Logo na minha primeira semana em Nova York ouvi uma das frases que com certeza eu vou guardar enquanto morar aqui. A frase veio de uma professora de business que nos fez uma pergunta: qual a commodity mais valiosa de Manhattan? Pensei em petróleo, pensei em frutas e legumes, mas não pensei no essencial: ESPAÇO.

São 9 milhões de pessoas morando em uma ilha. Não é à toa que qualquer metro quadrado de qualquer espaço custa uma fortuna. Mas não é nem aí que eu quero chegar. Eu quero falar é de como escapar desse amontoamento de gente e qual o impacto que isso gera pra nós, pobres mortais que não podemos (ainda) comprar uma cobertura que tenha, de fato, um quarto, uma cozinha e uma sala separados – você achava que cozinha americana era uma coisa moderna? Não, meu bem, cozinha americana é um jeito prático de enfiar dois cômodos em um só e ainda dar uma cara gourmet pro negócio.

Bom, mas o tal impacto que eu estou falando se dá basicamente de duas formas: supervalorização de lugares abertos e excesso de critérios em lugares fechados.

O Central Park é sim uma coisa maravilhosa (eu ia dizer de Deus, mas você sabia que não tem absolutamente nada de natural nele? Tudo foi planejado e plantado e instalado pelas mãos humanas).  E claro que pra mim, que sempre sonhei morar em Nova York, as lágrimas de alegria quando o vi pela primeira vez tinham outro significado. Mas mesmo pras pessoas que sempre moraram aqui, o Central Park é uma das coisas mais valorizadas e respeitadas da ilha. Por que? Simples. É o oposto de todo o resto da cidade. É um dos poucos lugares no qual você consegue parar sem ser arrastado por uma multidão vestindo ternos e tailleurs. É o lugar onde você pode ser turista, atleta, hippie, dogwalker,  o que for. Eu diria que é uma parte essencial da cidade, não só pelos motivos óbvios de oxigenação e equilíbrio da camada de ozônio, mas pelos motivos subjetivos, de você poder parar alguns segundos dentro da cidade que nunca pára.

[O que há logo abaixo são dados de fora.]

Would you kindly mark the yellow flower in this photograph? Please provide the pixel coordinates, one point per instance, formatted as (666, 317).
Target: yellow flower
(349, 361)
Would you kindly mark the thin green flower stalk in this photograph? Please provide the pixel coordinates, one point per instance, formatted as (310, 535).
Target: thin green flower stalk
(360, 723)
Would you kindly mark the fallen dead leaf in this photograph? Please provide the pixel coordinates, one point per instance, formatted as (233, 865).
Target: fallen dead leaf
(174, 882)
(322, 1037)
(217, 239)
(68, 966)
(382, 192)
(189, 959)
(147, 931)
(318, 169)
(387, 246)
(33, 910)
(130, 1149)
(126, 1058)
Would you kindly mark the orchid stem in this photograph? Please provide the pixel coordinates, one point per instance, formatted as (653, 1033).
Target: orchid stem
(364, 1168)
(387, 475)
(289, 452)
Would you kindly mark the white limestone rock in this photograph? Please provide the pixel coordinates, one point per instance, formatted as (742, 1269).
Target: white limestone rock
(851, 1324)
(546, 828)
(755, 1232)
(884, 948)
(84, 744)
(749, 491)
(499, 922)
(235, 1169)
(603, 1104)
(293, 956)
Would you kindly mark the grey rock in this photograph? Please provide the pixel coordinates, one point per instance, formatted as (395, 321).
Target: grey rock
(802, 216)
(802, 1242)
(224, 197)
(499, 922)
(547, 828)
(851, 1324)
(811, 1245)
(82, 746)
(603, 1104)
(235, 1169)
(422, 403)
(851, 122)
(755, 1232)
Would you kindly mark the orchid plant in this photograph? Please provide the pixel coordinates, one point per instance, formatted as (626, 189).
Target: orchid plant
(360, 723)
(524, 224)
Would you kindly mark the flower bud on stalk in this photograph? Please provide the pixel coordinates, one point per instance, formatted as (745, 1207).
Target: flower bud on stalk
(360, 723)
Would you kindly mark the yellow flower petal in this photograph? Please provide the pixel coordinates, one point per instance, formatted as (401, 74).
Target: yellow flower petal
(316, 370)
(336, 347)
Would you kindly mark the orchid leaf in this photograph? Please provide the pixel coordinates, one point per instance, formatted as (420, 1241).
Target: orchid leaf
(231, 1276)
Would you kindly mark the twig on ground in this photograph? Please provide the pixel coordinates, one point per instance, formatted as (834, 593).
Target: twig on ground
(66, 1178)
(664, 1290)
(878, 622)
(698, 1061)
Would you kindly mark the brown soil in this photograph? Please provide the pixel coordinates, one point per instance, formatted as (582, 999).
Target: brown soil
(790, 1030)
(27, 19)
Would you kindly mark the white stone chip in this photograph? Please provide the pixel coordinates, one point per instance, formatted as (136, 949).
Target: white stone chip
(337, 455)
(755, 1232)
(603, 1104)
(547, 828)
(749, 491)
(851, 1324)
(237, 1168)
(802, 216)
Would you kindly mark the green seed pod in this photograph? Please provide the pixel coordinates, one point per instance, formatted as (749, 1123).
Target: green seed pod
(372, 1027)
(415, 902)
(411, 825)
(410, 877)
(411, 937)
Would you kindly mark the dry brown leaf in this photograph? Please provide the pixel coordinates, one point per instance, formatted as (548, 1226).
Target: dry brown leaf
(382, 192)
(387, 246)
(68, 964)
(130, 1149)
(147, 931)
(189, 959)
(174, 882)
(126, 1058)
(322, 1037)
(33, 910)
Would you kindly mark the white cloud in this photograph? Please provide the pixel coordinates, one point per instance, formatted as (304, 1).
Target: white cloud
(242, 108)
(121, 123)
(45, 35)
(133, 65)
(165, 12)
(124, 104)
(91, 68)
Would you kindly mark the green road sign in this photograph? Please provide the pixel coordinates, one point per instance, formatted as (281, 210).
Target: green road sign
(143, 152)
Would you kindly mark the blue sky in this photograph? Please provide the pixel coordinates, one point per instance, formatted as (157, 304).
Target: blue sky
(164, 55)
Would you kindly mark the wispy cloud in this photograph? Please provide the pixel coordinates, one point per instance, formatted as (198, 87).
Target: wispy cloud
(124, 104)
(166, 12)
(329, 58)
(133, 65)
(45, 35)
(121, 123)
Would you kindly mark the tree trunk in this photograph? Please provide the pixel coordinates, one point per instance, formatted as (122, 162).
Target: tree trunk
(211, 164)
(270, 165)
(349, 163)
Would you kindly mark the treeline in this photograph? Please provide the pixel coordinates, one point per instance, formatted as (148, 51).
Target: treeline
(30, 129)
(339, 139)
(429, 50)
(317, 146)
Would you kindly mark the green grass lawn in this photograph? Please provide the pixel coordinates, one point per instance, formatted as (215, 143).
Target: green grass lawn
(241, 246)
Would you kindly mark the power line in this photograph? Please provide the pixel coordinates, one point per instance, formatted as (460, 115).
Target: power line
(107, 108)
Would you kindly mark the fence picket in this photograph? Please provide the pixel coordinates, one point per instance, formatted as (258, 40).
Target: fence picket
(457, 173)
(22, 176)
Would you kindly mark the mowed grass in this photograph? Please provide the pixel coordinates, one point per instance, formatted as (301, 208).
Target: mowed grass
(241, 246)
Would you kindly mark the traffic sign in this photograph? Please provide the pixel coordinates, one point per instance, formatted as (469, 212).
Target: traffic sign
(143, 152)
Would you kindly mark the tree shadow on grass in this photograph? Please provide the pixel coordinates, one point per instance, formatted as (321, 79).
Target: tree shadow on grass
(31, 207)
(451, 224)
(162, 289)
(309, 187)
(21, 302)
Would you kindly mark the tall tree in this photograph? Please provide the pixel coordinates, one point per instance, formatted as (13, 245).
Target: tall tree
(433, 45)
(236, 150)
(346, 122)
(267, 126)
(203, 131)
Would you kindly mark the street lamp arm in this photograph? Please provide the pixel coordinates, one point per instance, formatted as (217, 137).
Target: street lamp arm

O segundo impacto que eu falei, sobre o excesso de critérios em lugares fechados, é na verdade uma coisa muito bizarra que acontece aqui. Em praticamente todas as casas noturnas, bares e, às vezes, até restaurantes é um processo seletivo de quem entra ou não. Como os lugares são pequenos, a entrada tem que ser muito seletiva. Sendo assim, dificilmente você paga para entrar em algum lugar. Mas você também dificilmente entra se não estiver bem vestida, bem maquiada e se não for muito simpática com o bouncer, ou ‘leão de chácara’ como algumas pessoas chamam. Não acho que tenha um critério pré-estabelecido, só acho que aquele indivíduo tem que ir com a sua cara. Em outros lugares do mundo provavelmente isso daria processo por discriminação e tal e coisa. Aqui é assim. E ou você aceita. Ou você aceita.